Quote from slinkyheadCNA
As a black American, I have learned white culture through growing up in this country. The American public school system does more than enough to indoctrinate white culture. That would be a waste of time to cover it during the one chapter cultural competence is covered. Also most books give you the western perspective in contrast with the eastern perspective.
I'm of an origin, which is considered western perspectives. The best way to show the dilemma is an example.
Ok so I'm learning maternity right now. The text goes into how this groups being dominant group while minorities usually follow the dominant group. Then they go on to state various factors which could be stereotypes, depending on how you look at it. So African Americans - use lots of oil on newborns scalp and skin, Asian American - pregnancy is a natural happy time, Arab Americans - breast feeding delayed 2 to 3 days after birth, Hispanic - loud during labor (ha who isn't?).

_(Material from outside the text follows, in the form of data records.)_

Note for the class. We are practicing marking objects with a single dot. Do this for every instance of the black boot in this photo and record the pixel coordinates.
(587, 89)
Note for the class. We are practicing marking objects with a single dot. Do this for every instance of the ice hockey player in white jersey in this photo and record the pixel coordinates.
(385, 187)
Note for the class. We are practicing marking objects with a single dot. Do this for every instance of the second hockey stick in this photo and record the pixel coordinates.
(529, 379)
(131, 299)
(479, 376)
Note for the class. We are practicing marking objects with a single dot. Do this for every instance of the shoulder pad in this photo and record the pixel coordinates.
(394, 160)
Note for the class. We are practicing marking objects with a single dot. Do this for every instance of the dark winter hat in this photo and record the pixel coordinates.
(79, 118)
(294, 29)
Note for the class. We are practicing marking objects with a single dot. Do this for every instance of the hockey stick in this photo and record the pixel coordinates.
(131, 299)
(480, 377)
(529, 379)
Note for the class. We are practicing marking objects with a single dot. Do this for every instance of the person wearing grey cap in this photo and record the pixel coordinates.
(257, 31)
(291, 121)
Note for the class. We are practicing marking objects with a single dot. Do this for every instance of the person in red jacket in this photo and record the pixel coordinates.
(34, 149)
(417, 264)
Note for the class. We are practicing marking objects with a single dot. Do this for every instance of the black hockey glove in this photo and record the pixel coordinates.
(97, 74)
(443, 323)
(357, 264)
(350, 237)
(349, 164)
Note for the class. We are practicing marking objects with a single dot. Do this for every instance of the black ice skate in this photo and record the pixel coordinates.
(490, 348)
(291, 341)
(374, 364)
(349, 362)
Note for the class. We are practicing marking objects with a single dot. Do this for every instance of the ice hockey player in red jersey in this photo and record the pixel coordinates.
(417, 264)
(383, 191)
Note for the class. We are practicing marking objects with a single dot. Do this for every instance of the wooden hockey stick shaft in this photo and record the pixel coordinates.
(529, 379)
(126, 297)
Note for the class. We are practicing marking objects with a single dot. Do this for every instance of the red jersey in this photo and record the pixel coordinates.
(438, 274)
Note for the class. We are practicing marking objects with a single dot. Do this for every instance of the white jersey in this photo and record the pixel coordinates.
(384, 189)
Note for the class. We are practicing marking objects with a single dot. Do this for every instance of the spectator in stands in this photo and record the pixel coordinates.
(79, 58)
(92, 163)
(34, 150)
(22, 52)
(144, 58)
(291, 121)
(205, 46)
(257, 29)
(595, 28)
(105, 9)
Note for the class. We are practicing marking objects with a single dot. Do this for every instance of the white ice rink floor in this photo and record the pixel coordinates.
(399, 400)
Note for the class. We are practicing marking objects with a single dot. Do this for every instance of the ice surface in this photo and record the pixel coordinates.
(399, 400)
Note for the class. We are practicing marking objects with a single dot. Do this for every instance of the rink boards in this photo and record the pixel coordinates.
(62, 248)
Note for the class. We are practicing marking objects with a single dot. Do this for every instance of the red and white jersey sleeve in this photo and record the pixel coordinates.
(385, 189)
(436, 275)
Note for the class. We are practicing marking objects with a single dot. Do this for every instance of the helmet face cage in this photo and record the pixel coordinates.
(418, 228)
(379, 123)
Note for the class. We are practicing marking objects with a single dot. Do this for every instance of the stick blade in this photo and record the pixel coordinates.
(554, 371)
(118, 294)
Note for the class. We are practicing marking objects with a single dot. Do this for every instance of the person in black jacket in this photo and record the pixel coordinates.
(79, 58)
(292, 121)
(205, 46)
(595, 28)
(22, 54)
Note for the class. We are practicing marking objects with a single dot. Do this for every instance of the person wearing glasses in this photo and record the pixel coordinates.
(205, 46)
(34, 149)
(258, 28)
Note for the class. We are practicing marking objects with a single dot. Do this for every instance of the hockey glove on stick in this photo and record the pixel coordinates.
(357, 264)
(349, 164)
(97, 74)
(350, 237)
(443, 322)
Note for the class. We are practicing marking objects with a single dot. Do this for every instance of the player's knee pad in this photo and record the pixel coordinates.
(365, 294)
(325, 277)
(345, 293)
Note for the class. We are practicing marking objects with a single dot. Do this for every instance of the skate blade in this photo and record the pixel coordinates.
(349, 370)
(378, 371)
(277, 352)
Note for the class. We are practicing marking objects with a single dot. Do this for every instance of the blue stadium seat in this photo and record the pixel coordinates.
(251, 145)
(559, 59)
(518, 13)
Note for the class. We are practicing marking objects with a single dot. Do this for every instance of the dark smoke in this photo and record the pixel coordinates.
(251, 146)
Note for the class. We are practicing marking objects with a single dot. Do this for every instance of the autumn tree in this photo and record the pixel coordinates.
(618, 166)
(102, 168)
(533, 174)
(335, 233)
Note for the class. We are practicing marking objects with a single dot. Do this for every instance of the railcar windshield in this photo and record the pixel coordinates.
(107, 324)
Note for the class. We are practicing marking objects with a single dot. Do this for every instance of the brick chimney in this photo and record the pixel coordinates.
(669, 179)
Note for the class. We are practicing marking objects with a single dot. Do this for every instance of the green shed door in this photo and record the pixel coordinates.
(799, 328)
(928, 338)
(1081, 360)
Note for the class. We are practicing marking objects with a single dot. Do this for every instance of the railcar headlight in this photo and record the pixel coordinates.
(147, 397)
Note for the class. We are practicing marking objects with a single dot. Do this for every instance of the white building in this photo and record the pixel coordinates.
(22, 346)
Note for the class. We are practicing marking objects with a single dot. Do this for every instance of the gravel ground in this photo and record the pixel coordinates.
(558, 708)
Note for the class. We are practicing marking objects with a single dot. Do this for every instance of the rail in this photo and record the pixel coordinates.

There is no info on White American. Which I could only guess could do any of the above actions? It's just remains a mystery.
Now for myself, being black yet not being American, however the American society deems me "African American" even though I am not, could be confusing to some. So I've "assimilated" into the African American culture and great American culture as a whole but I guess this more relates to immigrants since we did not grow up here. Its particularly difficult when we move here as an adult. The assimilation process is hampered by our own engrained traditions, cultures and values. The only course I really learned anything about white Americans or the dominant US culture was in my sociology classes.
I read somewhere that one professor (white nurse MSN) refused to teach from a cultural perspective textbook because she believed the book was derogatory to minorities and mainly presented stereotypes rather than the actual culture of those groups. I believe she resigned. I guess cultural competence in itself is a difficult topic and its best to just be open minded.